Benefits that the public as well as the health care system itself can enjoy include but are not limited to:

  • Prevention of spread of infection
  • Energy conservation as transportation will no longer be required
  • Fewer queues in hospitals
  • Decreased overhead expenses for utilities, rental space, and manpower
  • Increased revenue due to wider market reach
  • Lower direct or indirect patient costs
  • More accurate and real-time recording and updating of data
  • Instant access to patient records
  • Higher patient satisfaction and level of engagement
  • Better work-life balance for health practitioners
  • Reduction of redundancy due to consolidated and centralized systems
  • Perpetuity of data such as training materials, health history, etc.
  • The more efficient and effective operational flow

Conclusion

Regardless of their definitions, telehealth and, at a smaller scale, telemedicine, is capable of providing some great benefits to the health care system as well as to the general public. These technologies have made disseminating information about health easier and have improved the way that we can improve our physical and mental well-being.

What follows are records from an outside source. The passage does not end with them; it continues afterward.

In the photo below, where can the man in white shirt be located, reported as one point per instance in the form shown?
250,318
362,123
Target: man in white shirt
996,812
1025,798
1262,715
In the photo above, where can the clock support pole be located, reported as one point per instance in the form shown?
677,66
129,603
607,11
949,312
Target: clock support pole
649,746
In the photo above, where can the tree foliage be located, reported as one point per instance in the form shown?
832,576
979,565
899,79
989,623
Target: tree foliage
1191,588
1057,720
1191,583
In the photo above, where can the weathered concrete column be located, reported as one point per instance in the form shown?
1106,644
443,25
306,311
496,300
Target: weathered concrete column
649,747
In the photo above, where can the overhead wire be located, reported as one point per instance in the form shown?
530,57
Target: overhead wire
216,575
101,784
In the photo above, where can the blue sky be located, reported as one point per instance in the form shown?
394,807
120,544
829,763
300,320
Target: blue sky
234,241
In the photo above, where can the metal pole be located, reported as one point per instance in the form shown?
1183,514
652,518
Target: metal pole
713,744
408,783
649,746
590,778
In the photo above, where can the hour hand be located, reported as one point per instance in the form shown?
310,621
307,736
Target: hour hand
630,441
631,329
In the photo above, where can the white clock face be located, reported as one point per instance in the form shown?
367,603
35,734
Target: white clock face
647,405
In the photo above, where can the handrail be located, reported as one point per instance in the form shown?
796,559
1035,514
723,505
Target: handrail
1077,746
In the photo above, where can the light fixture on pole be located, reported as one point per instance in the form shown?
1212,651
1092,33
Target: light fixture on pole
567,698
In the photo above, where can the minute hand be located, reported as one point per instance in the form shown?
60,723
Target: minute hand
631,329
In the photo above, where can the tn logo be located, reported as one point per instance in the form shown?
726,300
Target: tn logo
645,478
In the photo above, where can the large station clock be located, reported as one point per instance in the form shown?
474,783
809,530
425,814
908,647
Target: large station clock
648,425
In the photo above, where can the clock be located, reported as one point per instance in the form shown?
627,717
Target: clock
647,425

Telehealth and telemedicine is an evolving and growing trend in the medical industry. As technology evolves, there will also be a sort of paradigm shift in the field. Manpower requirements may change, and job skills will evolve. Patients will also have an entirely new process should they wish to seek medical attention.

Insurance policies, as well as both national and local government regulations, will need to keep up with these trends as well. Regardless of their differences, telemedicine and telehealth are sure to make an even bigger impact in the years to come, and we should all be prepared for these massive changes in the industry that can affect all of our lives.